Author, Professor and Canine Cognition Researcher
A wagging tail, an excitable jump and a curious, sniffing nose are dog behaviors we're all familiar with, but have you ever examined the "why" in your mutt's motives? Alexandra Horowitz is a leader in the field of canine cognition whose research paints a vivid picture of what life is really like for our beloved canine companions. The dog-driven author, professor and senior research fellow shares a glimpse inside the minds of mutts and tells us about the special animals who've inspired her in our Animal People interview.
Who was the first animal to make an impact on your life and what do they mean to you?
First of all, I love that the question was phrased "who," not "what." That reflects a huge shift over the last decades that is meaningful to me: acknowledging the individuality — the personness — of even non-persons. Yay for that!
As for the first animal to make an impact in my life, that would probably be Aster, an Australian shepherd-looking mixed-breed dog we lived with when I was a child. We met him at the Denver Dumb Friends' League as a puppy, when I was kind of a puppy myself. Apart from being a great friend and warming my feet in bed on cold nights, he also spurred my concern for animals as a young person — wondering what they were doing when we weren't around, seeing how things could go better or worse for them. That seed of attention affected my life.
Did this early interest in dogs inspire your future career?
There was no field of "canine cognition" when I began studying dogs. When I was in graduate school at UC San Diego for cognitive science, I was very keen on what we could know about nonhuman animals' minds from observing their behavior.

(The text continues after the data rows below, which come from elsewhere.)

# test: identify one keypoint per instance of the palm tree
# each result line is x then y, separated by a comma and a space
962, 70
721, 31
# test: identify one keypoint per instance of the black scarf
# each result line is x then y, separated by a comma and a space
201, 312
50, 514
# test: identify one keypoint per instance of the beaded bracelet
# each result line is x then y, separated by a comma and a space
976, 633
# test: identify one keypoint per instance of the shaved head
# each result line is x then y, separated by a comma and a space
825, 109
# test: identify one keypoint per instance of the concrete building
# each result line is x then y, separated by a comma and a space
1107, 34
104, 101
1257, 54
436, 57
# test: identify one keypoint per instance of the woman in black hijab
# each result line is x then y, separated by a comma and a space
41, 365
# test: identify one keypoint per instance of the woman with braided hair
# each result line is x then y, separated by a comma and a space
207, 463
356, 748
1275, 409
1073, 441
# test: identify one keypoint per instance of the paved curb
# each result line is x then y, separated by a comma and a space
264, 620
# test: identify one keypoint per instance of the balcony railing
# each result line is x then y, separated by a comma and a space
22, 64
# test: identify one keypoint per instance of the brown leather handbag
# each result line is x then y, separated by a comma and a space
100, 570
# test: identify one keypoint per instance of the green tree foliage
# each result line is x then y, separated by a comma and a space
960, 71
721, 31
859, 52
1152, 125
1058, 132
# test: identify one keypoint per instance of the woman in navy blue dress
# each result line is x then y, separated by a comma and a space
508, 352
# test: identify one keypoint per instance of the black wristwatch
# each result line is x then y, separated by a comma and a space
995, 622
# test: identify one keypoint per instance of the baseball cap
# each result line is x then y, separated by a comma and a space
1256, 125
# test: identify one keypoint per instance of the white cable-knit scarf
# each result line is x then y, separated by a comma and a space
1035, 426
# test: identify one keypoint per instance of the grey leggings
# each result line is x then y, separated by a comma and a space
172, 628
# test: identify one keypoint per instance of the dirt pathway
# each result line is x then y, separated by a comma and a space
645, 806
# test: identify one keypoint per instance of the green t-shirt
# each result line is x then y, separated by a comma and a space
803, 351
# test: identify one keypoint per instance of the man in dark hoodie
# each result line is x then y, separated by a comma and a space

I thought play behavior, in particular, might reveal something about what nonhuman animals know about each other's minds, just as children's social play is a time for them to learn about other minds and perspectives. And it finally occurred to me that dogs would be a great subject here, as they play into their adulthood, and are ubiquitous. My dissertation was on theory of mind and social play in dogs, and after I graduated I just got interested in the dogs for their own sakes. There was a convergence of people starting to study dogs around the world at that same time that led, eventually, to a field of canine cognition.
What have you learned about our relationships with dogs that you want more people to know?
The fact that dogs live in a parallel world of smell alongside us is fascinating to me. As we see the world, they smell it. Appreciating this explains all sorts of dog behaviors (jumping up to smell us, their interpersonal behaviors, fascination with the sidewalk curb), and makes me even more curious about how they experience the world. A world of smells isn't as fixed as a world of images, so I think it must mean their sense of time and of "what is happening right now" is different than our own.
Once I began to see how a little understanding of a dog's experience could change how I interacted with dogs myself, I realized that I had a great opportunity to spread the word. As someone whose research happens to be with an animal in tens of millions of homes, I am in the great position of being able to reach a big audience and describe what the science knows about those animals. I not only want to improve the life of my own dogs, I want all dogs to be living their most "dogful" lives.
Who are you current pets?
It's hard for me to answer this without foregrounding Finnegan and Upton, two wonderful older dogs who both died earlier this year. I don't think of them as "current pets" anymore, but I still think of our family as including them. We also live with Quiddity, who we adopted as a young puppy from a woman fostering a pregnant Australian cattle dog mix and then her pups, and Edsel, a calico cat we adopted from a guy who is a kind of one-man rescue group for street cats in Manhattan. Edsel had been prowling through Brooklyn backyards.
The animals who live with me are essential companions. We value their company and spend a lot of time observing and reveling in them. I can't imagine living without animals. They root me to the wonder that the natural world is due.
Why do you think it's important to adopt animals?
We have only ever adopted animals. In the cases of dogs and cats, these animals are healthier and live longer lives. But I also appreciate the individuality of adopted animals: they are not someone you "designed" or who is alleged to have guaranteed behaviors ("friendly and loyal!") or looks. They are individuals you are adding to your family, and it's important that we not treat them like products, like commodities, from the get-go.